Of course there’s something inherently deserving of comedy and embarrassment in rock. The posing and prancing is just crying out not to be taken seriously, as the makers of Spinal Tap proved. Right back at the beginning, I found the lyrics of ‘All Night Long’ pretty duff, yet we all sang them just because they were the lyrics. Maybe that’s why I’ve virtually ignored, or don’t seem to notice the lyrics ever since. There are some great examples of misheard lyrics in rock. Saxon’s should-be-an-anthem track ‘The Dogs of War’ sounds like ‘The Ducks of War’ when you listen to it. Mentioned earlier, ‘Breaking the Law’ by Judas Priest sounds like ‘Raking the Lawn’. And there’s a famous example from Jimi Hendrix, in his song ‘Purple Haze’, where many people mistook ‘Excuse me while I kiss the sky’ for ‘Excuse me while I kiss this guy’.

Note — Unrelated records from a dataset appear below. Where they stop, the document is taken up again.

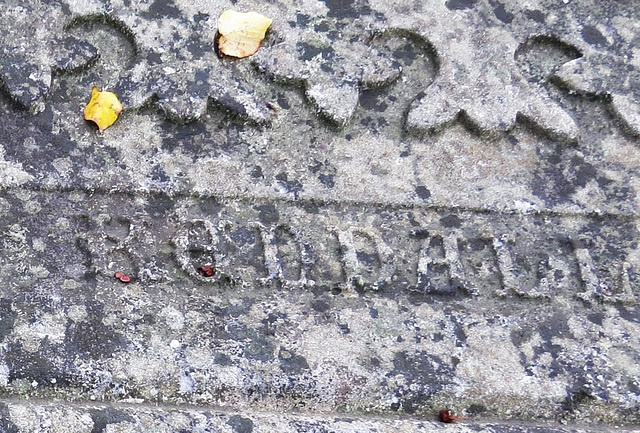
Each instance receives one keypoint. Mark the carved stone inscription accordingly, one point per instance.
(420, 252)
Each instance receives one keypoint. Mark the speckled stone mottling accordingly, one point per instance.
(393, 208)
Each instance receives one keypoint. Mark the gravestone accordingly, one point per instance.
(393, 208)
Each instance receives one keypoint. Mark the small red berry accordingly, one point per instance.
(206, 271)
(445, 416)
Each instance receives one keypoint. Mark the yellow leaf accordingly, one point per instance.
(241, 33)
(103, 108)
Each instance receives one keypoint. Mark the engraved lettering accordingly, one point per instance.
(594, 287)
(356, 271)
(502, 247)
(449, 263)
(198, 253)
(274, 265)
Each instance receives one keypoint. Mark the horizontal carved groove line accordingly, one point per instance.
(328, 202)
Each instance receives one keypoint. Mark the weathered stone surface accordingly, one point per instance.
(393, 208)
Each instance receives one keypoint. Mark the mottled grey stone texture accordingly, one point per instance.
(393, 208)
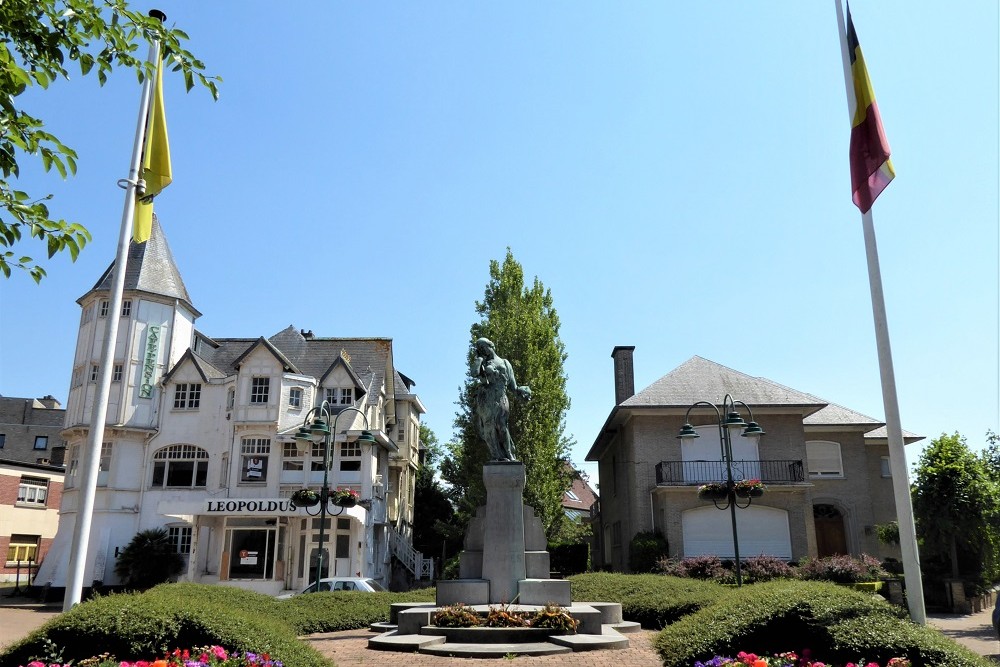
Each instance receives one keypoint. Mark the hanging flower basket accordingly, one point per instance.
(713, 491)
(345, 497)
(305, 498)
(749, 488)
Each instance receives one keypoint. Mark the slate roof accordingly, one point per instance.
(699, 379)
(312, 356)
(151, 269)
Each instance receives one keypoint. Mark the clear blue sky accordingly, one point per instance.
(676, 173)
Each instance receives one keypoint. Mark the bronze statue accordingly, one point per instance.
(494, 376)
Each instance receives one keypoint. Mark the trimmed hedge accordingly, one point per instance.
(653, 600)
(135, 626)
(837, 624)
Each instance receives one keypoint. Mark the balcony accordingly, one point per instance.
(684, 473)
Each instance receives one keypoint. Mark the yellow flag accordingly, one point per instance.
(155, 162)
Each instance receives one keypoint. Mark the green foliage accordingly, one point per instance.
(523, 324)
(956, 505)
(652, 600)
(42, 41)
(645, 550)
(135, 626)
(149, 559)
(837, 624)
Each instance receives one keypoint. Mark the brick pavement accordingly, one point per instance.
(350, 648)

The posturing and egos can be spectacularly overt. I loved the band Whitesnake, founded by their lead singer David Coverdale. But hold on, what has he named his band after, exactly…?

There was a great example of rock gone wrong when we had a school trip to Newcastle to see Gillan, one of the top bands at the time. They were supported on that tour by a strong Canadian trio called Budgie, and the support set was going along nicely when it somehow seemed to fall apart. One minute we were all loving the powerful sounds coming from the stage, the next it sort of fumbled to a halt. I strained to see what had happened, and spotted that the drummer had conked out, he was face down on his snare drum. Of course Budgie had to beat an embarrassed retreat, climb down from their perch if you like, but here was a perfect demonstration of all the bluster going wrong. And in my utter naivety, being unaware at the age of 15 that rock people drank anything, much less snorted or injected anything I just thought ‘He must be really tired’.

But despite all the failings, rock was, and still is, inside me. And I’m sure it’s the same for everyone else as they get older, the love and the feel for their teenage music stays with them. Nowadays we don’t fight over it any more. My Best Man was a punk (though like me, he didn’t have the hair to fully commit) yet we’ve managed to get round that difference. He’s very funny about it.

The rock beat will always lure and distract me. In shops, cabs, pubs, or anywhere there’s a radio going, if a rock song comes on, especially an old favourite, I’m gone, I’m not shopping or even chatting to someone any more, I’ve glazed over. Maybe that first single should have been called ‘All Life Long’.